山内瑞葵

 樋口日奈(乃木坂46)、矢島舞美、山内瑞葵(AKB48)、安田愛里(ラストアイドル)、有森也実が3日、東京・Bunkamura シアターコクーンで、舞台『フラガール - dance for smile -』公開ゲネプロ&舞台挨拶に臨んだ。

 2006年に公開され、第30回日本アカデミー賞最優秀作品賞を受賞した『フラガール』の舞台版を再演。福島県いわき市の炭鉱町を舞台に、衰退する炭鉱産業に代わる町おこしとして作られた「常磐ハワイアンセンター」で奮闘するフラガールたちの姿を描く。

 「役として生きて欲しい」。舞台挨拶の冒頭で総合演出の河毛俊作氏が託した言葉を、主演の樋口を始め出演者はその時代を、その役を生き、感動を誘った。

 AKB48加入前は、劇団四季のミュージカル『ライオンキング』(2012年)に出演するなど子役としても活動していた山内瑞葵は久々の舞台で、樋口演じる谷川紀美子の親友・木村早苗役を務める。

 ゲネプロ前の舞台挨拶で山内は、1カ月に及んだ稽古を振り返り「最初は緊張ばかりで毎回稽古では木村早苗を演じなきゃと思いながら必死にやってきました。舞台中は山内瑞葵ではなく木村早苗として生きたい」と力強く語った。

と山内瑞葵

 その早苗は、紀美子ら炭鉱の娘たちとフラガールを目指すが、家族に理解されず密かに練習に励むなど、その道のりは平たんではない。

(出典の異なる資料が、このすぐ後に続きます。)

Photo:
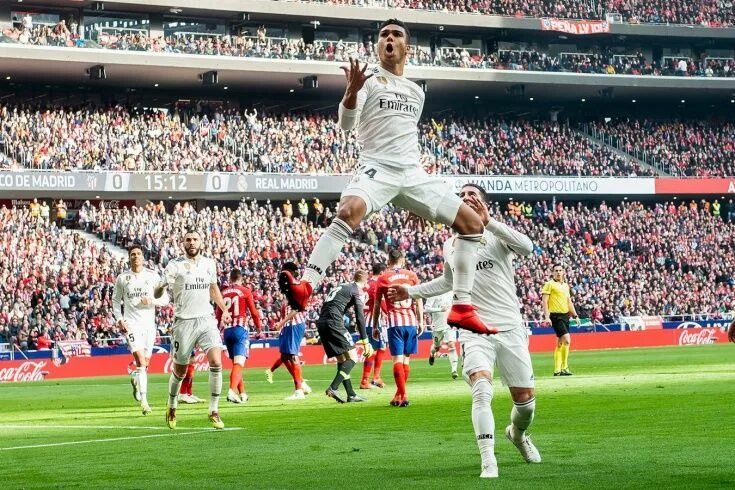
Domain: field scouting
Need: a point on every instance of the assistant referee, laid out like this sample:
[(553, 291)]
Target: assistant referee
[(558, 308)]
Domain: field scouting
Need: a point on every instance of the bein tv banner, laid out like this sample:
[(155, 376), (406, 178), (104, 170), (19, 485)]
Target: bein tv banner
[(31, 370), (578, 27)]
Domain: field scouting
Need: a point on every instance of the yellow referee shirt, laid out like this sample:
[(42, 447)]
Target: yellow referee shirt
[(558, 296)]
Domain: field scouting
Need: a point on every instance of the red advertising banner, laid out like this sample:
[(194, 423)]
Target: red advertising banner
[(578, 27), (695, 186), (115, 365)]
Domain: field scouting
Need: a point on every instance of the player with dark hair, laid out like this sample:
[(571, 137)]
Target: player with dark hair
[(239, 301), (374, 363), (385, 107), (192, 280), (134, 308), (405, 322), (292, 328), (494, 295), (337, 340)]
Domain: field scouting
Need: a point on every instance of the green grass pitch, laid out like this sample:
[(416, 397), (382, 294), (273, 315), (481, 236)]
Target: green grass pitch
[(643, 418)]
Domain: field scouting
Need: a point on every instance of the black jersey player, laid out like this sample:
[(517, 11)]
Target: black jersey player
[(335, 337)]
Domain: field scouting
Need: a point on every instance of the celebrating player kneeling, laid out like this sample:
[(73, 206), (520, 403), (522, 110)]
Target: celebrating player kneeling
[(193, 282), (134, 308), (337, 340), (493, 294), (238, 298)]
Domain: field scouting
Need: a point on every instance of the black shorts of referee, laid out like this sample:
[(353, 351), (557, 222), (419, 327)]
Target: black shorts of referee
[(336, 339), (560, 323)]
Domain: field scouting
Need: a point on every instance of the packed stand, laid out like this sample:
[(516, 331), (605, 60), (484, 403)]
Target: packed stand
[(708, 13), (601, 61), (230, 141), (681, 148), (54, 284)]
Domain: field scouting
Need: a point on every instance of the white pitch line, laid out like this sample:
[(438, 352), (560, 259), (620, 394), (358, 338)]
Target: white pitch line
[(102, 427), (112, 439)]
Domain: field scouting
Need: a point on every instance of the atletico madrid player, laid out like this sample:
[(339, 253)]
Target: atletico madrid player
[(405, 322), (239, 301)]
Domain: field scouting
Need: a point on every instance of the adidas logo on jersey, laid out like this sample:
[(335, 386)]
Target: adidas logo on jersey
[(484, 264)]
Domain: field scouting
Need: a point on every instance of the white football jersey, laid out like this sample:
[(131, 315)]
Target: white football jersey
[(438, 307), (189, 282), (494, 290), (388, 112), (130, 288)]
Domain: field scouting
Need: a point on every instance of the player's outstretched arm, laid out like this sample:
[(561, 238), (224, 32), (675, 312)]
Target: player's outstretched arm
[(420, 316), (216, 296), (354, 98), (514, 240)]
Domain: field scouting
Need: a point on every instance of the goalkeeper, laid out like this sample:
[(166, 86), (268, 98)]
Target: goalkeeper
[(337, 340)]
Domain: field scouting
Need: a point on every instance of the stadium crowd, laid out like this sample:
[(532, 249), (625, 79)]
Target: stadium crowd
[(687, 148), (709, 13), (622, 260), (599, 61), (118, 139)]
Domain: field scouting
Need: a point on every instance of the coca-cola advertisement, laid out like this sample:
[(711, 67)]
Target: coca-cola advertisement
[(24, 371)]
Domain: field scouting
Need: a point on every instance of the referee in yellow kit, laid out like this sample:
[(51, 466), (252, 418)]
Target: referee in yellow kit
[(558, 308)]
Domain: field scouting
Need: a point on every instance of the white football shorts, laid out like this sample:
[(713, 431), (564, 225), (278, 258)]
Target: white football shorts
[(187, 334), (409, 188), (141, 339), (443, 335), (508, 350)]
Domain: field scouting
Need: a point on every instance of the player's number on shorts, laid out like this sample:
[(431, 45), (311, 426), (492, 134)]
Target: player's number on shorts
[(232, 306), (332, 294)]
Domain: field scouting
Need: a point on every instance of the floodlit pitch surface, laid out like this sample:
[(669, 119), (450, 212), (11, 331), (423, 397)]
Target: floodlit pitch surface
[(644, 418)]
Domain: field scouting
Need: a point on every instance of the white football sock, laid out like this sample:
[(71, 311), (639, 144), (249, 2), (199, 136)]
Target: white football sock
[(174, 385), (326, 251), (215, 388), (482, 418), (465, 254), (521, 417), (453, 360), (142, 374)]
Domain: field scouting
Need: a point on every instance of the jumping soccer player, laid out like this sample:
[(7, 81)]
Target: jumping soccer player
[(441, 333), (337, 340), (193, 282), (238, 300), (292, 327), (385, 107), (494, 295), (405, 322), (374, 363), (558, 307), (134, 308)]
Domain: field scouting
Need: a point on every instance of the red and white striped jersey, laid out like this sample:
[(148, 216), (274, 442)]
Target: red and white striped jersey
[(298, 319), (400, 313)]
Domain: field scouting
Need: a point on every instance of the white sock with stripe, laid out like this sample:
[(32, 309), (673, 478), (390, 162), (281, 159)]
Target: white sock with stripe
[(482, 418), (215, 388)]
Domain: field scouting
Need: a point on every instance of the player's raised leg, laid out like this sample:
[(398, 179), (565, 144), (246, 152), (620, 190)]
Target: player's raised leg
[(350, 212), (521, 416), (214, 356), (483, 421)]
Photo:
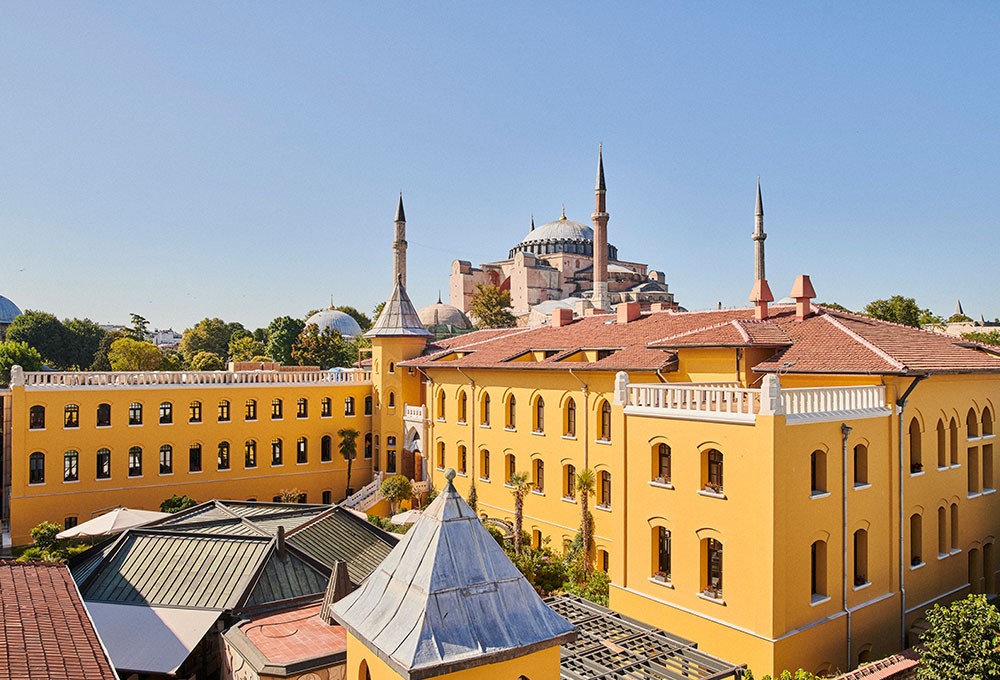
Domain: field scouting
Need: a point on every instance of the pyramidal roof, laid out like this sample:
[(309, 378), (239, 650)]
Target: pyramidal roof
[(398, 317), (447, 598)]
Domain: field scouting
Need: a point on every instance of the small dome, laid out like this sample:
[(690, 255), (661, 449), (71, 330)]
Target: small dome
[(440, 314), (8, 310), (331, 319)]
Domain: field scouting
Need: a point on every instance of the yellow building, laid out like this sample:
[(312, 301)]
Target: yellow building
[(79, 443)]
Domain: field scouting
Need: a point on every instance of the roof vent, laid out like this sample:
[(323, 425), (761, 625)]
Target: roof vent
[(803, 292)]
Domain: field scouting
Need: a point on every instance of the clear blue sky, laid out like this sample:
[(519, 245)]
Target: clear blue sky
[(242, 160)]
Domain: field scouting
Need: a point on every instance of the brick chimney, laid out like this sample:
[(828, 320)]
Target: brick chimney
[(803, 292)]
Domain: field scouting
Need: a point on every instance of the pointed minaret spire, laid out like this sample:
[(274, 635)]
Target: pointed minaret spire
[(399, 245), (600, 218)]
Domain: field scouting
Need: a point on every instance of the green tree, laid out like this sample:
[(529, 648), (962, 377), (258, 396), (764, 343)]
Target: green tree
[(84, 339), (324, 349), (520, 486), (491, 307), (897, 309), (281, 335), (177, 503), (13, 353), (127, 354), (245, 348), (963, 641), (207, 361), (44, 332), (396, 489), (348, 449), (585, 484)]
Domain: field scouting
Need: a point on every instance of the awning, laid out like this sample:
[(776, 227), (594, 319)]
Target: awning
[(150, 639)]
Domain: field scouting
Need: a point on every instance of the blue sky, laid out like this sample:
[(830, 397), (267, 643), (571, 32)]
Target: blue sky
[(242, 160)]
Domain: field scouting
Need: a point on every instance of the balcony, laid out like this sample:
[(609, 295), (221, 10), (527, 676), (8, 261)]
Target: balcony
[(734, 404)]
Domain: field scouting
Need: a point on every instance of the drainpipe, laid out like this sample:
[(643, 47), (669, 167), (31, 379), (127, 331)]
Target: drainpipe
[(845, 431), (901, 404)]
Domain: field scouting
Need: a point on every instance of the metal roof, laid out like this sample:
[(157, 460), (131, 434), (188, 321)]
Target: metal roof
[(611, 645), (447, 598)]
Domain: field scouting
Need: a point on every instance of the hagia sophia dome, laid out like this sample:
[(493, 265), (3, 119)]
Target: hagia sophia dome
[(332, 319), (562, 236)]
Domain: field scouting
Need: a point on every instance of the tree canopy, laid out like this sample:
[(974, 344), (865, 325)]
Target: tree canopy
[(491, 307)]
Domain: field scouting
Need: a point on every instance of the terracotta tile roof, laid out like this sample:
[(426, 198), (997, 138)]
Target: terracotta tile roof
[(46, 631), (828, 341)]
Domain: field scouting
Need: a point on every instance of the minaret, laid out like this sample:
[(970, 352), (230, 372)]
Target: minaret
[(761, 293), (600, 219), (399, 245)]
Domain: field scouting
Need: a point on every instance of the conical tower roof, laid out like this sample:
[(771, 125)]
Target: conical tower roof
[(447, 598), (398, 317)]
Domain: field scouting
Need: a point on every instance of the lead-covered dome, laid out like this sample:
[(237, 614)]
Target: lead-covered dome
[(332, 319)]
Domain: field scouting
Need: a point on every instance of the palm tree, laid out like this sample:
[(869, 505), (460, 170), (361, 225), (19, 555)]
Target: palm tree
[(348, 449), (585, 484), (521, 486)]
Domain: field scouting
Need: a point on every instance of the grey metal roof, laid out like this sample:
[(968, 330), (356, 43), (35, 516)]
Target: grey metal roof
[(448, 598), (398, 317)]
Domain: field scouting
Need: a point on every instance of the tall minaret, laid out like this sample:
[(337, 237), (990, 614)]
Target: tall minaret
[(399, 245), (600, 219), (761, 293)]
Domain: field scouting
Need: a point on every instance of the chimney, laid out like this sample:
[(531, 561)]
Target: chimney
[(562, 317), (803, 292), (628, 312)]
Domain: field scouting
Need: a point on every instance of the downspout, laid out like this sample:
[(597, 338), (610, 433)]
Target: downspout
[(901, 404), (845, 431)]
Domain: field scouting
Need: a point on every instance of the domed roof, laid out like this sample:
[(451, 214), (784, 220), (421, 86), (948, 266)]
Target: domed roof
[(441, 314), (335, 320), (8, 310)]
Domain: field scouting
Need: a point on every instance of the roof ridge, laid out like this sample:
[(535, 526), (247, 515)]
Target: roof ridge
[(836, 323)]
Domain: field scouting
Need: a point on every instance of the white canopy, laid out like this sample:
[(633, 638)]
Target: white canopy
[(114, 522)]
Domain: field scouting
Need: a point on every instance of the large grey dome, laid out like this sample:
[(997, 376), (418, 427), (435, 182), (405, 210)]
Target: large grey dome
[(8, 310), (335, 320)]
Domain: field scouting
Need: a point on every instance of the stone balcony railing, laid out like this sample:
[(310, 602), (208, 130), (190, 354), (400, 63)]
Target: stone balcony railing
[(104, 379), (734, 404)]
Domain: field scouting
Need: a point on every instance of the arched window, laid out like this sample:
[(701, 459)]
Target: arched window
[(661, 538), (818, 571), (569, 426), (604, 489), (605, 430), (916, 539), (223, 457), (104, 415), (860, 465), (484, 417), (569, 481), (916, 455), (860, 557), (103, 463), (539, 424), (250, 454), (661, 464), (166, 459), (36, 417), (36, 468), (539, 473), (817, 472), (71, 466), (135, 462)]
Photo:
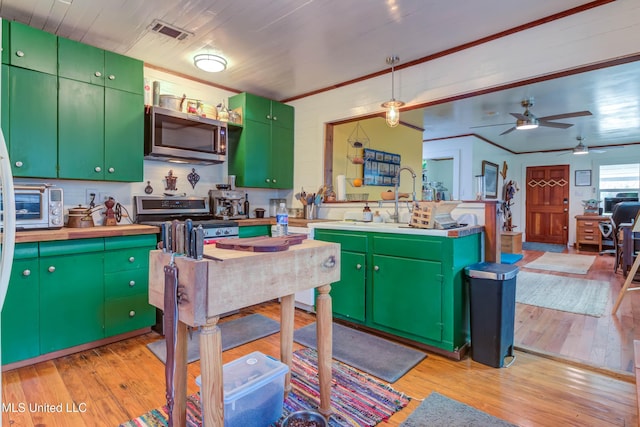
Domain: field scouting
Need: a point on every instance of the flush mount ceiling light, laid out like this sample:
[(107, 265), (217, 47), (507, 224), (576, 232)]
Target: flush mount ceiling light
[(210, 63), (393, 107)]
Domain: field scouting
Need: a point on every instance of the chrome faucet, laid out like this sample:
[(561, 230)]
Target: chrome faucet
[(396, 189)]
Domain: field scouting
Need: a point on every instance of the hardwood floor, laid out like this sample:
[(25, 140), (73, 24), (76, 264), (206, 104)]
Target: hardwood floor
[(117, 382), (604, 342)]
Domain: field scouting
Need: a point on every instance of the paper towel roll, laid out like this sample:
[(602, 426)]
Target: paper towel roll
[(341, 187)]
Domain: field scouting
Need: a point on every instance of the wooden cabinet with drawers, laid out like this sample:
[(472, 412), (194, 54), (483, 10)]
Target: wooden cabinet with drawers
[(587, 230)]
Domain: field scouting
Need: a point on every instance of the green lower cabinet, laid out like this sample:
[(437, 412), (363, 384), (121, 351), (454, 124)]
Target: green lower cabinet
[(254, 231), (348, 295), (411, 286), (71, 295), (407, 296), (21, 310)]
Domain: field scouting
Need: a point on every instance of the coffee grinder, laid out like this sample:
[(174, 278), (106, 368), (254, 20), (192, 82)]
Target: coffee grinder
[(227, 204)]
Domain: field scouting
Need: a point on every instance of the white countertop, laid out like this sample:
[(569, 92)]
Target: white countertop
[(396, 228)]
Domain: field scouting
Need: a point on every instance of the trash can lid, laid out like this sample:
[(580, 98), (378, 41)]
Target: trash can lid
[(490, 270)]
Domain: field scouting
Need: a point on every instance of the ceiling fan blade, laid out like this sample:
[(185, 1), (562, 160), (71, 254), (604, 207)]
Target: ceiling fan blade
[(486, 126), (508, 130), (566, 115), (554, 125)]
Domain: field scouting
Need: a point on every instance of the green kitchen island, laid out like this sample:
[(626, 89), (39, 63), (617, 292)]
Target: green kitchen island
[(405, 283)]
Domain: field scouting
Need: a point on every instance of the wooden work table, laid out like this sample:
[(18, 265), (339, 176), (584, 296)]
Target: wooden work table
[(228, 280)]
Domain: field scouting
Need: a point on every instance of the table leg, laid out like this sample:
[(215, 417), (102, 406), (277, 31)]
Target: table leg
[(627, 282), (212, 391), (324, 338), (179, 414), (287, 314)]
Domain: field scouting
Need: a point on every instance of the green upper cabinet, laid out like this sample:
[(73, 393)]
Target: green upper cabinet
[(123, 135), (31, 48), (81, 62), (33, 122), (261, 152), (123, 73), (80, 130), (101, 114)]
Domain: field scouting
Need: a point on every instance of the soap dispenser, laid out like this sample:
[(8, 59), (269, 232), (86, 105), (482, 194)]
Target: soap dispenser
[(367, 216)]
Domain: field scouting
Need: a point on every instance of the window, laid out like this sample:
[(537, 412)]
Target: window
[(619, 183)]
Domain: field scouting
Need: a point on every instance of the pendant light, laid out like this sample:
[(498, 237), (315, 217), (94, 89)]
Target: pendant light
[(393, 107)]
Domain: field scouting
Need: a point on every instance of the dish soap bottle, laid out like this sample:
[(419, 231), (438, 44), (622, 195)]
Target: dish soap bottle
[(282, 221), (367, 216)]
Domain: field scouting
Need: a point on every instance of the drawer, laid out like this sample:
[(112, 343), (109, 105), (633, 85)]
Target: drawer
[(351, 242), (124, 284), (128, 314), (126, 259), (409, 247)]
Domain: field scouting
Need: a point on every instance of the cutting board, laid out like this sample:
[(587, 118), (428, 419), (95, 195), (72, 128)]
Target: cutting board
[(262, 243)]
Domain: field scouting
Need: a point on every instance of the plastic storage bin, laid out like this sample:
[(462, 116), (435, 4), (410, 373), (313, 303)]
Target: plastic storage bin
[(493, 307), (253, 390)]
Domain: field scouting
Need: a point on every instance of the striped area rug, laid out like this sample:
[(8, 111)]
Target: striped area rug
[(356, 398)]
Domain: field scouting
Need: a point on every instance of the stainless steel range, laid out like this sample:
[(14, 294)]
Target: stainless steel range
[(157, 210), (160, 210)]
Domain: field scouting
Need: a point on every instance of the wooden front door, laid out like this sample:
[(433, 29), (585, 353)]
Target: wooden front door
[(547, 204)]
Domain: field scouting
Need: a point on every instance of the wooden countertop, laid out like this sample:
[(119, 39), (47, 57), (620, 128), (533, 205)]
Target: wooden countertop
[(84, 233), (294, 222)]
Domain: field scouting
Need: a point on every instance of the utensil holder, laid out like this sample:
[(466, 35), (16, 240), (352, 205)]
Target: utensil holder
[(310, 212)]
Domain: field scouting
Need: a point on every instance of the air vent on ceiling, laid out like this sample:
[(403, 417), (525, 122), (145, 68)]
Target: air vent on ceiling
[(168, 30)]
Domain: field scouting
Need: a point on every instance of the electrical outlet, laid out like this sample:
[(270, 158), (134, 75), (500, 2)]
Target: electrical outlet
[(92, 195)]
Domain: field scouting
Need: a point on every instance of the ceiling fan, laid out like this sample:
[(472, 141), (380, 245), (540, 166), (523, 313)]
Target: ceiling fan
[(528, 120)]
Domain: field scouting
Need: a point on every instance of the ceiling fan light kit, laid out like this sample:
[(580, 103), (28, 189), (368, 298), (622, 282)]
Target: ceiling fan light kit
[(210, 63), (392, 115)]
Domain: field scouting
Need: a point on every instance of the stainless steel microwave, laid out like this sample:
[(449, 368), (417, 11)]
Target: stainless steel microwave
[(184, 138), (38, 206)]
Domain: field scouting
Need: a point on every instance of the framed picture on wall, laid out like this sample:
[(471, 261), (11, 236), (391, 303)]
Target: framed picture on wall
[(490, 173), (583, 178)]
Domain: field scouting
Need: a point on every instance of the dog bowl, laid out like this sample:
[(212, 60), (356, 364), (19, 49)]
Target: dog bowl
[(304, 419)]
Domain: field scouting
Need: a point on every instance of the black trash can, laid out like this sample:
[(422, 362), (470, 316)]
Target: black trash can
[(492, 290)]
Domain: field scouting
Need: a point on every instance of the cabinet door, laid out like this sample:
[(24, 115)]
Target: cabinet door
[(4, 108), (251, 155), (33, 49), (281, 156), (79, 61), (123, 73), (410, 307), (71, 300), (348, 295), (80, 130), (123, 136), (33, 123), (20, 313)]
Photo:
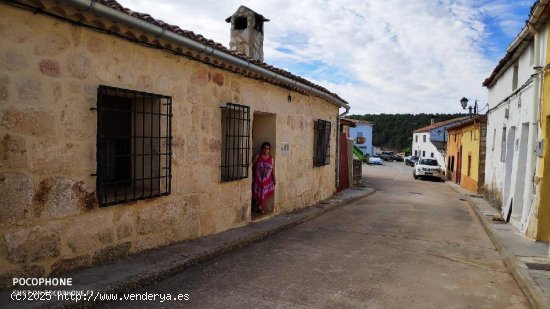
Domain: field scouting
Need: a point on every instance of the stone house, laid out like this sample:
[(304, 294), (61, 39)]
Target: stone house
[(514, 128), (121, 133), (466, 153)]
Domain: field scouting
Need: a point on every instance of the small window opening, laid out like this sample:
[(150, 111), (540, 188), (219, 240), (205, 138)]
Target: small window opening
[(241, 23), (515, 77), (469, 165), (321, 142), (235, 141), (133, 145), (259, 24)]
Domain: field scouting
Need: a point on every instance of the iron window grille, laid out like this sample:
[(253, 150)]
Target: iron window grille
[(236, 142), (134, 138), (321, 142)]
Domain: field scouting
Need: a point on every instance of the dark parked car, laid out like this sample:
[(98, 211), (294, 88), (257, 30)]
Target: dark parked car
[(387, 155), (411, 160)]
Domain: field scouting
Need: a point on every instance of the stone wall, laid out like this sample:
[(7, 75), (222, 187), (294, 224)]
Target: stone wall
[(50, 221)]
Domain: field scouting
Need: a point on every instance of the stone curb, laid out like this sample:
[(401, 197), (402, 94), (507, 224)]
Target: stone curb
[(519, 270), (265, 228)]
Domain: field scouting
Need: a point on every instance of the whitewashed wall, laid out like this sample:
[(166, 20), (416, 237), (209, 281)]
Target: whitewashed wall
[(508, 177)]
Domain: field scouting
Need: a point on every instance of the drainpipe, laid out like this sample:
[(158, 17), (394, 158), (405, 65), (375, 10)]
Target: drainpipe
[(338, 147), (99, 9), (533, 133)]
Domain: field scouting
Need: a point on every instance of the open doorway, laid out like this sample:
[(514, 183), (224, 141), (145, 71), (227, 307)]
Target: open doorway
[(264, 130), (508, 198)]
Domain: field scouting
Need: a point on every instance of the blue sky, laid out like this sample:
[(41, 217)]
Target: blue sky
[(382, 56)]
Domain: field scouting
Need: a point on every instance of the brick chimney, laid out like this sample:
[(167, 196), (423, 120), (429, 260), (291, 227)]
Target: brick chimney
[(247, 33)]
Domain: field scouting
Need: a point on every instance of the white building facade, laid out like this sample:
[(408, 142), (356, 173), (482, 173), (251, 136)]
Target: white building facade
[(431, 141), (512, 127), (362, 136)]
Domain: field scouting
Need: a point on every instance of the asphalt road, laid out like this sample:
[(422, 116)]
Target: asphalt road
[(412, 244)]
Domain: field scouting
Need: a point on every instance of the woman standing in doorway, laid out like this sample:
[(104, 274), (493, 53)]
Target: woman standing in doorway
[(263, 185)]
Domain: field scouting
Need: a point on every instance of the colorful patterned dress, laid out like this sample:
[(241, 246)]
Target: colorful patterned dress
[(262, 186)]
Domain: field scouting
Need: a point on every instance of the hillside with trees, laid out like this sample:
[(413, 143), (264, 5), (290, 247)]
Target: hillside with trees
[(394, 131)]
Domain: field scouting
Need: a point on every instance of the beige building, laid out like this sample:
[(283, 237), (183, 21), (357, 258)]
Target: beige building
[(120, 133)]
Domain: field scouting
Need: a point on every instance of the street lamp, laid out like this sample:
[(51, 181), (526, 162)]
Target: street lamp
[(464, 102)]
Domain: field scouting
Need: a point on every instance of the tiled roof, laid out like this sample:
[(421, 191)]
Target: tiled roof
[(440, 124), (478, 118), (201, 39)]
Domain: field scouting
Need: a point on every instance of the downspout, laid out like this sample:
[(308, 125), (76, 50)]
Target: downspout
[(338, 147), (533, 133), (99, 9)]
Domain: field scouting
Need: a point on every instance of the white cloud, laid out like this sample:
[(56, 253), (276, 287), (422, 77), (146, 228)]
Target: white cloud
[(400, 56)]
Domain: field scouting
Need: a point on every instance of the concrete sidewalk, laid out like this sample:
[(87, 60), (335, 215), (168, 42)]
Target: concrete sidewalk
[(142, 269), (527, 260)]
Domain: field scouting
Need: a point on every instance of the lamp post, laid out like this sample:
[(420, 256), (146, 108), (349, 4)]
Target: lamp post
[(464, 102)]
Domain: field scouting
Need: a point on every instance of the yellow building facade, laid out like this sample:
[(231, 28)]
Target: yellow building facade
[(465, 153), (539, 227)]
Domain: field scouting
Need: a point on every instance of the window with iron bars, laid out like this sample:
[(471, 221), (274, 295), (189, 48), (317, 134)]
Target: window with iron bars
[(321, 143), (236, 142), (134, 134)]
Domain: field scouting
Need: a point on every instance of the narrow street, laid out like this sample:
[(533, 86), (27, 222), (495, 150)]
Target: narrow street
[(412, 244)]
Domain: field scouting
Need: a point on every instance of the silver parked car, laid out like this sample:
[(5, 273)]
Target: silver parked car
[(426, 167), (375, 159)]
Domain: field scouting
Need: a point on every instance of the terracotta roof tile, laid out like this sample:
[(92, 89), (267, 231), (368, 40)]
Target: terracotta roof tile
[(440, 124), (201, 39)]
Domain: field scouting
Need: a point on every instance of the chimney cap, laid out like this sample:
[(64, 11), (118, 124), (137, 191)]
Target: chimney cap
[(256, 15)]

 早苗という役柄について山内は、3月15日に行われた取材会で「明るく振舞っているように見えますが、苦しさを閉じ込めている部分もあります」と分析し、「ただ明るい、ただ苦しいという表面的なことだけじゃなく、内に秘めている違う感情を表現することが難しい」と課題を明かしていた。

 しかし、この日のゲネプロでは、「木村早苗」を繊細に演じ切っていた。フラダンスを教える矢島舞美演じる平山まどか先生に指南を懇願する姿や、紀美子らと共に希望を胸に練習する姿はピュアでもあり力強くもあった。何よりも、エネルギーに満ち溢れていた。

親友役の樋口日奈と山内瑞葵

親友役の樋口日奈と山内瑞葵

 そして、“親友”役の樋口とは、互いに刺激し合い、影響し合い、その中で生まれていく一つ一つの感情を積み重ね、クライマックスに向けて大きな感動を引き寄せていく。迫力の演技を見せる矢島舞美の存在も大きい。

 山内は、フランダンスについて質問された際に「一つ一つの動きに意味があって言葉ではなく手で思いを表現するのは素敵だと思いました。それが伝わるぐらいの大きな表現をしたい」と語っていたが、ダンスに限らず、芝居の一つ一つに「何かを伝えたい」という思いを込めていると思えるほど、迫真の演技だった。

 まさに、舞台上では「木村早苗」として生きていた。

感情を吐き出すと山内瑞葵

 過去には「沢山成長して沢山の方を感動させたい」と語っていた山内。少なくともゲネプロを見た記者はその健気なフラガールの姿に感動させられた。そして、「役者・山内瑞葵」としての今後の可能性にも期待が膨らんだ。